The myth persists that QE bond purchases are "stimulative" because it involves the printing of massive amounts of money and the artificial depressing of yields. But this is simply not the case. As the chart above shows, 10-yr yields today are actually higher than they were when the Fed launched its first QE bond purchases. Bond prices have actually fallen despite $3 trillion of bond purchases by the Fed. The chart also makes it clear that yields have actually risen during each episode of QE bond-buying. Operation Twist (OT) was ineffective as well, since 10-yr yields were essentially unchanged during the period in which the Fed was buying 10-yr bonds and selling short-term bonds. The main determinant of yields is not the marginal purchases by the Fed, but the market's willingness to hold the entire stock of bonds (Treasuries, MBS, corporate bonds, etc., totaling many tens of trillions of dollars), since all bonds are priced off of Treasuries. That willingness, in turn, is a function of the market's expectations for inflation and economic growth.
As I've explained before, the Fed is not "printing money" when it buys bonds. When the Fed buys bonds it must buy them from banks. The Fed pays for the bonds by crediting banks' reserve account at the Fed. Bank reserves are not money that can be spent anywhere. They only exist on the Fed's balance sheet. Banks use their reserves to collateralize their deposits and to increase their lending, but to date the growth of the money supply has not been unusually rapid, as the chart above shows-only slightly more than 6% per year for the past 20 years. This is not to say that all will be A-OK forever, since the $2 trillion of excess reserves currently in the system would allow banks to expand their lending-and the money supply-by several orders of magnitude if they so desired.

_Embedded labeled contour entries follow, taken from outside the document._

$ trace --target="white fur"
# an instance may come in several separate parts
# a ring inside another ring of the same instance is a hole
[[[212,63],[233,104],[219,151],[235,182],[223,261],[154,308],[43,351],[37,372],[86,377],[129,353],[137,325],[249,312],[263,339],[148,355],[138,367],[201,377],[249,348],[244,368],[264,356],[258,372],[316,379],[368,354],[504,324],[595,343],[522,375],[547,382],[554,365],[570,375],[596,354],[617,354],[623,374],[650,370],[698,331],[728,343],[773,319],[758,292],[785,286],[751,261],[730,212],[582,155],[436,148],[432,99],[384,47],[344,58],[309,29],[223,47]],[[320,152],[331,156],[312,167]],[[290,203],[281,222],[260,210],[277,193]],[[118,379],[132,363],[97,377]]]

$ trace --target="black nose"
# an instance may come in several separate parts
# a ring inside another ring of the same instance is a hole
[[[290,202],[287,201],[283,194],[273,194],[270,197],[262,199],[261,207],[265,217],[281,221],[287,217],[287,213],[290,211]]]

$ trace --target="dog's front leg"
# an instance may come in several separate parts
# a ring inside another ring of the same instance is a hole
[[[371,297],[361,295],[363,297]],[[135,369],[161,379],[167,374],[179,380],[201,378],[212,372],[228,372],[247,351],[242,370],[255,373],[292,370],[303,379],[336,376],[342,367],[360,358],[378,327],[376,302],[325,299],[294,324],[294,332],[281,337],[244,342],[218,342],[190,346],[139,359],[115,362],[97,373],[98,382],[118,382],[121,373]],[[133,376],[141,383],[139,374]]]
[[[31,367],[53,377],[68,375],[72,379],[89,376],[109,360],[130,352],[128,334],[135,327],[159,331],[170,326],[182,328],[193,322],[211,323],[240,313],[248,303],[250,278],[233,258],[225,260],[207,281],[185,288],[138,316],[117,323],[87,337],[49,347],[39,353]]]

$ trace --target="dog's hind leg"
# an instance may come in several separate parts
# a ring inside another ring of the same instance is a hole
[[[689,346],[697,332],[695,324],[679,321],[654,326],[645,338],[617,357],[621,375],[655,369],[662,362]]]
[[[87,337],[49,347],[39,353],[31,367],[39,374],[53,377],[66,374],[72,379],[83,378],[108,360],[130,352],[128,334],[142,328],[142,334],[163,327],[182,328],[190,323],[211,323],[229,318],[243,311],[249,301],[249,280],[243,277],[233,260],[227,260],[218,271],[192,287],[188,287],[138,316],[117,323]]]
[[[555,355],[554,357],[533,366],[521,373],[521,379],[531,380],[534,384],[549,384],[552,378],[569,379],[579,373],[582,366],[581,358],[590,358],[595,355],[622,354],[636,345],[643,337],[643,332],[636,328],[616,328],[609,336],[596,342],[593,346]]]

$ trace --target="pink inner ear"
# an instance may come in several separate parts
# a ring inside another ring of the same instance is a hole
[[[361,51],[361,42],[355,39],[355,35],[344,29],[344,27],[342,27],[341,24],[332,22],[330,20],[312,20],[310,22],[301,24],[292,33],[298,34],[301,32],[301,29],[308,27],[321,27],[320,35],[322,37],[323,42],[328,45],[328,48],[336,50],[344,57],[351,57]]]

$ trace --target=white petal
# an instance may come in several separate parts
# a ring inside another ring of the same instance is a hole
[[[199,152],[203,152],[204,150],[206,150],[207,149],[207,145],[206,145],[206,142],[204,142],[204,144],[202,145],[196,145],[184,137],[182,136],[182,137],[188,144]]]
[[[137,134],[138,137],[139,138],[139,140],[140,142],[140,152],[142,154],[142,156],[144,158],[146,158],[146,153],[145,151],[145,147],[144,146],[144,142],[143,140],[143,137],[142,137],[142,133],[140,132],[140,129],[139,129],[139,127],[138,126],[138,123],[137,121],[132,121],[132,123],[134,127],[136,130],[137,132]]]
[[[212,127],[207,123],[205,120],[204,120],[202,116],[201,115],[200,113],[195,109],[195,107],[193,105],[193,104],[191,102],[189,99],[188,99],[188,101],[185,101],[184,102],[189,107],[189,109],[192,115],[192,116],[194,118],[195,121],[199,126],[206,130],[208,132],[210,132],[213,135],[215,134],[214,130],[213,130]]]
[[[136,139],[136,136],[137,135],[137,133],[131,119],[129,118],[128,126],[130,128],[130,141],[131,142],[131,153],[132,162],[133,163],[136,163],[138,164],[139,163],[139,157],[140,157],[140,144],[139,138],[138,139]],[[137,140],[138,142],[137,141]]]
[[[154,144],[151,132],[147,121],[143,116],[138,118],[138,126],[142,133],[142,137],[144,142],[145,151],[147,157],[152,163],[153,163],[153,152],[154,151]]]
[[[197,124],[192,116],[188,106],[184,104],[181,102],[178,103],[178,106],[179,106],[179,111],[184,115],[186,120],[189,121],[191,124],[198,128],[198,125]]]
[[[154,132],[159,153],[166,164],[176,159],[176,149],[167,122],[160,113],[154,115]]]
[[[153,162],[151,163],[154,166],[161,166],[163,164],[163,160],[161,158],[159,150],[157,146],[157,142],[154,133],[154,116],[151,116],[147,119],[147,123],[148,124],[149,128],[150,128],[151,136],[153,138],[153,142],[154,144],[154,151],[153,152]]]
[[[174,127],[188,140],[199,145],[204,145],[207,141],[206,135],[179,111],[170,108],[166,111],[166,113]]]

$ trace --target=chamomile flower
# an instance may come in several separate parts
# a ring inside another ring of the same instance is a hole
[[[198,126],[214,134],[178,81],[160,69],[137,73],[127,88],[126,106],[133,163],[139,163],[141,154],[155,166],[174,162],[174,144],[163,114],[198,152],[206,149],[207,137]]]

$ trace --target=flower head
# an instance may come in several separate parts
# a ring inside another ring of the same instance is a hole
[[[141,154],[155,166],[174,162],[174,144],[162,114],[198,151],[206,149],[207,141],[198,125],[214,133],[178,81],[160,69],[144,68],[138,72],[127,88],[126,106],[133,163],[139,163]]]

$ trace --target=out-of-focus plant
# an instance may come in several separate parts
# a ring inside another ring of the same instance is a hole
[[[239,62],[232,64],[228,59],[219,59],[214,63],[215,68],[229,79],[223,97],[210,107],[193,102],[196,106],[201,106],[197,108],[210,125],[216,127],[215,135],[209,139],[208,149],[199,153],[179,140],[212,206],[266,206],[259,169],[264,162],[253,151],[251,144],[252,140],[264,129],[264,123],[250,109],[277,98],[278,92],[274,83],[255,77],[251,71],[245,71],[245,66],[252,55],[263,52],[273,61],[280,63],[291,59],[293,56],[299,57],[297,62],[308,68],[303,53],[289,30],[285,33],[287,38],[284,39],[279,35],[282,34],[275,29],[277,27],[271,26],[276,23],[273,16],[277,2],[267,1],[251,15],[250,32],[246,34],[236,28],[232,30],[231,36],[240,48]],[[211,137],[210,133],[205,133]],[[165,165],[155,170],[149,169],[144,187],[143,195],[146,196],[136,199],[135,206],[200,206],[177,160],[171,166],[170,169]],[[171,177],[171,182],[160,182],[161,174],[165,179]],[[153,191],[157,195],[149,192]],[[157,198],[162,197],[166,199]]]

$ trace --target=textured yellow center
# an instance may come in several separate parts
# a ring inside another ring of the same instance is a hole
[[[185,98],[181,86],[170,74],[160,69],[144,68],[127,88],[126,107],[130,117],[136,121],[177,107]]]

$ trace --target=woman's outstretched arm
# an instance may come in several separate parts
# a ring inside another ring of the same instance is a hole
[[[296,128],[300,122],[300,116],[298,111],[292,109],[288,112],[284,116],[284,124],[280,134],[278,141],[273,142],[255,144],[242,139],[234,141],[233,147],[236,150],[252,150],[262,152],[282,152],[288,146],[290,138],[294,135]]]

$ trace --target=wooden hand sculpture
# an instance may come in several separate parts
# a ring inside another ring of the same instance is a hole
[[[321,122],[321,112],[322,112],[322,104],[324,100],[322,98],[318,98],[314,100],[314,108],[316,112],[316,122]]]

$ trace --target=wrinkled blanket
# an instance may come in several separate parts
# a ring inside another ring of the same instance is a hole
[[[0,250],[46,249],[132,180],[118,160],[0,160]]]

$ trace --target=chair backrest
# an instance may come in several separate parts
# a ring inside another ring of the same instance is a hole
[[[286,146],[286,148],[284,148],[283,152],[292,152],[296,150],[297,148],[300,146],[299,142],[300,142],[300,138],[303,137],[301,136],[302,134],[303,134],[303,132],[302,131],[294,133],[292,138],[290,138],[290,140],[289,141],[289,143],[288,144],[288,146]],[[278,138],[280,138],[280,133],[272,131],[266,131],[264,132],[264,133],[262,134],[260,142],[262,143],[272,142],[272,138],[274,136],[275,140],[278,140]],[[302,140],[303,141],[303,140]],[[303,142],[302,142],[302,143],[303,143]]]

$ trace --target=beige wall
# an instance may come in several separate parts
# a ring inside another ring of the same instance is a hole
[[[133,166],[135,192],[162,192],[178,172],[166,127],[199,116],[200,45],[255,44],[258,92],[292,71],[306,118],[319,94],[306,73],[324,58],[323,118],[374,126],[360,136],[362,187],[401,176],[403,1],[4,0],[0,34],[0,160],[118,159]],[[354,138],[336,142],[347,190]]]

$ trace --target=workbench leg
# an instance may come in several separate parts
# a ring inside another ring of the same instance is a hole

When the Fed buys bonds, they become part of the Fed's assets. The Fed incurs a corresponding liability in the form of bank reserves. In effect, the Fed buys bonds from banks by borrowing the money from the banks to buy the bonds. The Fed pays the banks interest on their reserves of 0.25%, so from the banks' perspective, they are lending money to the Fed for a modest rate of interest which is actually better than they could get by buying T-bills, which currently yield only 0.05%.
As the chart above shows, the Fed's purchases of $3 trillion of notes and bonds (assets) have been offset by an approximately equal increase in currency (about $0.4 trillion) and bank reserves (about $2.6 trillion).
In addition to saying they will continue to taper their bond purchases, the FOMC decided to drop its 6.5% unemployment rate threshold. They will now consider a range of economic variables when deciding to taper and when and by how much to raise short-term interest rates. It's unfortunate that they have backed off of a rules-based policy and now have more discretion - which creates uncertainty - but at the same time this could give them more flexibility to act more or less aggressively if conditions warrant. Meanwhile, continuing to taper is definitely a step in the right direction since, as I've noted in recent posts, there are signs that the demand for bank reserves is declining and banks' willingness to lend is increasing.